Saturday, 23 de November de 2024 ISSN 1519-7670 - Ano 24 - nº 1315

Manuel Pinto

‘Ouvir as partes implicadas numa notícia é uma das regras básicas do jornalismo. No Código Deontológico dos jornalistas portugueses o assunto vem logo no primeiro ponto. Depois de advertir que ‘o jornalista deve relatar os factos com rigor e exactidão e interpretá-los com honestidade’, esse texto de referência estabelece ‘os factos devem ser comprovados, ouvindo as partes com interesses atendíveis no caso’.

Muitas vezes pensa-se que os ‘interesses atendíveis no caso’ são apenas aqueles que se relacionam com quem é objecto de acusação ou de denúncia. Mas há outras razões para seguir o preceito deontológico. Vejamos dois casos publicados recentemente pelo Jornal de Notícias.

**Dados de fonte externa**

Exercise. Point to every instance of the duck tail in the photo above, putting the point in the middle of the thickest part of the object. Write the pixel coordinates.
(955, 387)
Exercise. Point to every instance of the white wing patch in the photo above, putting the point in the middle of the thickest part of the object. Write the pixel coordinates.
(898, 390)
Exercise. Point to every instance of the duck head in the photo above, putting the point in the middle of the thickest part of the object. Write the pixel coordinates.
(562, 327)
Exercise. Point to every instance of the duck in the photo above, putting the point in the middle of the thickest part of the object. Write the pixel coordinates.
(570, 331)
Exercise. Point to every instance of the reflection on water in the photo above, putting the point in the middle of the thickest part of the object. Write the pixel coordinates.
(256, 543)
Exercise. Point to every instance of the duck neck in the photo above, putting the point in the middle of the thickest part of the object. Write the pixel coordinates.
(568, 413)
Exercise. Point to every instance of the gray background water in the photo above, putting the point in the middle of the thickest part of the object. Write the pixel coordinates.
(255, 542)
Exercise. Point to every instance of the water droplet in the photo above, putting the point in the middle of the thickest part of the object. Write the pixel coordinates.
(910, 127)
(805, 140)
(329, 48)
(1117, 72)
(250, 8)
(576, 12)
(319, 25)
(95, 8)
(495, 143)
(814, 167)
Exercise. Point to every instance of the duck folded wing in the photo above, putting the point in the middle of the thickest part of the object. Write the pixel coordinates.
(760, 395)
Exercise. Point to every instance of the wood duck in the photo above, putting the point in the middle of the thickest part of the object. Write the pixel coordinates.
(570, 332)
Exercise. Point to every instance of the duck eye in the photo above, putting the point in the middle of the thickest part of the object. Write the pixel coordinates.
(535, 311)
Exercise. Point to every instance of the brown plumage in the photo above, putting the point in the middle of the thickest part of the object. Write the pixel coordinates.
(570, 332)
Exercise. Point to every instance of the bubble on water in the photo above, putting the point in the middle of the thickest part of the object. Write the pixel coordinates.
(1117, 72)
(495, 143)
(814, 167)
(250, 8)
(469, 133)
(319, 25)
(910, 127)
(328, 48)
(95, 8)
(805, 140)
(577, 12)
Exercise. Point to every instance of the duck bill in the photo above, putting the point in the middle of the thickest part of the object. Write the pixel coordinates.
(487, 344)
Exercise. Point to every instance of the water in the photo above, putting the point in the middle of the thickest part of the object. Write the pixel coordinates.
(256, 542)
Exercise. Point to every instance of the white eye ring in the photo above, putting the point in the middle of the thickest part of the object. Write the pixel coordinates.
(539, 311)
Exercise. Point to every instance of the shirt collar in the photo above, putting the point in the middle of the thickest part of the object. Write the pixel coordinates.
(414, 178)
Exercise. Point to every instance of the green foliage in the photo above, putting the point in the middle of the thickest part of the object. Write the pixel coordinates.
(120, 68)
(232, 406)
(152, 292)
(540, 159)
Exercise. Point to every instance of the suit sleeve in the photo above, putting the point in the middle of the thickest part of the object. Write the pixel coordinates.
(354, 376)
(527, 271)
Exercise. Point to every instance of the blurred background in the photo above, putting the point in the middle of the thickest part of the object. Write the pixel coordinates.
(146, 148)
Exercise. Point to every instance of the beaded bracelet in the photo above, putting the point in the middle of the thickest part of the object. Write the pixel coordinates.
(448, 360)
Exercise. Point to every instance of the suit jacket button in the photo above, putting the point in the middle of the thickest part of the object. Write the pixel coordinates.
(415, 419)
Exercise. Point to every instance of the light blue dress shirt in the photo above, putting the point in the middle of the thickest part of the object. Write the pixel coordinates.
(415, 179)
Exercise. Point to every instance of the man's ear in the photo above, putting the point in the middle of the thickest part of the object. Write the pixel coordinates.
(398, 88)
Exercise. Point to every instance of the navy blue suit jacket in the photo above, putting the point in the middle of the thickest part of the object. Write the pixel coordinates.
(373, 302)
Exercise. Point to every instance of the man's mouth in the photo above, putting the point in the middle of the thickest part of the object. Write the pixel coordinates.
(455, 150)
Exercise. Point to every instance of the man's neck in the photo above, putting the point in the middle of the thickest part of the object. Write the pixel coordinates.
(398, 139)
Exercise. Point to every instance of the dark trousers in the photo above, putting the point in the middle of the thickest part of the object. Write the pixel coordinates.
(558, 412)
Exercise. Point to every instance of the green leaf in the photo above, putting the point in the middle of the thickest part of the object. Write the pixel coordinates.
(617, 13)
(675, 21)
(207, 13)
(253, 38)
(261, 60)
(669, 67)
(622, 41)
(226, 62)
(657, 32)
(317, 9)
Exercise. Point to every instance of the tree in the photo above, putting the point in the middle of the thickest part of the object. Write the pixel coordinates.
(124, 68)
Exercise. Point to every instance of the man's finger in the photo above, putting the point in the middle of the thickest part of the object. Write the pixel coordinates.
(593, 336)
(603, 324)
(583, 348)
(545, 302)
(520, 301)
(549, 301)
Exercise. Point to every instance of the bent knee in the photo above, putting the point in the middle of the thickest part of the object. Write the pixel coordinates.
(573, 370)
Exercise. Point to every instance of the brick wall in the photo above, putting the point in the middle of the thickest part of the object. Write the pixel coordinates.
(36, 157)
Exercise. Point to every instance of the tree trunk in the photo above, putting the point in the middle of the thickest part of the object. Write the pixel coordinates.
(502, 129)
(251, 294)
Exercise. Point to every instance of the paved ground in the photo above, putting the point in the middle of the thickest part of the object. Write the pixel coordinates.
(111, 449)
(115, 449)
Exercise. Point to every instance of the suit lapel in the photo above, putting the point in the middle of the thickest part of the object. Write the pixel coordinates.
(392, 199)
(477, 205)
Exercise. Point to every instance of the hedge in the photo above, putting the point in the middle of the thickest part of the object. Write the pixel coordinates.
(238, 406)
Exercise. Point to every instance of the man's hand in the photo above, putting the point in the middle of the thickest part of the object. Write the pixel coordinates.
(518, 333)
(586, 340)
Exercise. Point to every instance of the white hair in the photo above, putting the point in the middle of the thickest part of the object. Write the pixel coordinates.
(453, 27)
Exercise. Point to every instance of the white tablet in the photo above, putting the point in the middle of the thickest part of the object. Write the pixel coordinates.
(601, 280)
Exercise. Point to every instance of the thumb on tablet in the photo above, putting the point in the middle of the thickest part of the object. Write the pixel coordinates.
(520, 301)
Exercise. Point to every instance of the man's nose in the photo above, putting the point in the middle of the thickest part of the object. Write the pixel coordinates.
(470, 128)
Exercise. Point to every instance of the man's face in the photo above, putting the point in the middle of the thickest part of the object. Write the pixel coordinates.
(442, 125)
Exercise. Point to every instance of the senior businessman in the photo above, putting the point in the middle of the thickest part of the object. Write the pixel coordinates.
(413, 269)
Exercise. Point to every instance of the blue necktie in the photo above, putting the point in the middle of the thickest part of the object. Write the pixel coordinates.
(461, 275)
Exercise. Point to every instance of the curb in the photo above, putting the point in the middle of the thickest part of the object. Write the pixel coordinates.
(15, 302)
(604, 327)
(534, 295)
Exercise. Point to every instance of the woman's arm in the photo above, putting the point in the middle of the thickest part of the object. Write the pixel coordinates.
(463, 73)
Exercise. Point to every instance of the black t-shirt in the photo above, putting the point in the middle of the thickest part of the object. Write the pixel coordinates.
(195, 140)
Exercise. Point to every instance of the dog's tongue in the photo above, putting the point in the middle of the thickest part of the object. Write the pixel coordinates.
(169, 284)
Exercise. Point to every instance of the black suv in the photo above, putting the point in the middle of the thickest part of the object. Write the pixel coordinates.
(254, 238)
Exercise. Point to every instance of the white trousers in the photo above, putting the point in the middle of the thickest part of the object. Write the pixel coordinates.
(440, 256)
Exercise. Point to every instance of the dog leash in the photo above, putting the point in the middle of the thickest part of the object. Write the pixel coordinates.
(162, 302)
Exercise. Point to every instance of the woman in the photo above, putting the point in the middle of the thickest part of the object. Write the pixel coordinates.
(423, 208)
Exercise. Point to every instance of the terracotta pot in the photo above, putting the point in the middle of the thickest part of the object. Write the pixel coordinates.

No passado dia 10, a peça de abertura da secção ‘País’ trazia a toda a largura da página um título forte ‘Estudantes sem dinheiro abandonam universidade’. E, em subtítulo, acompanhada do termo ‘crise’, vinha a súmula da notícia: ‘Nos últimos dois anos, mil alunos foram obrigados a deixar o estabelecimento [a Universidade de Coimbra] por falta de condições. Associação Académica diz que tem 200 cartas com pedidos desesperados de apoio’.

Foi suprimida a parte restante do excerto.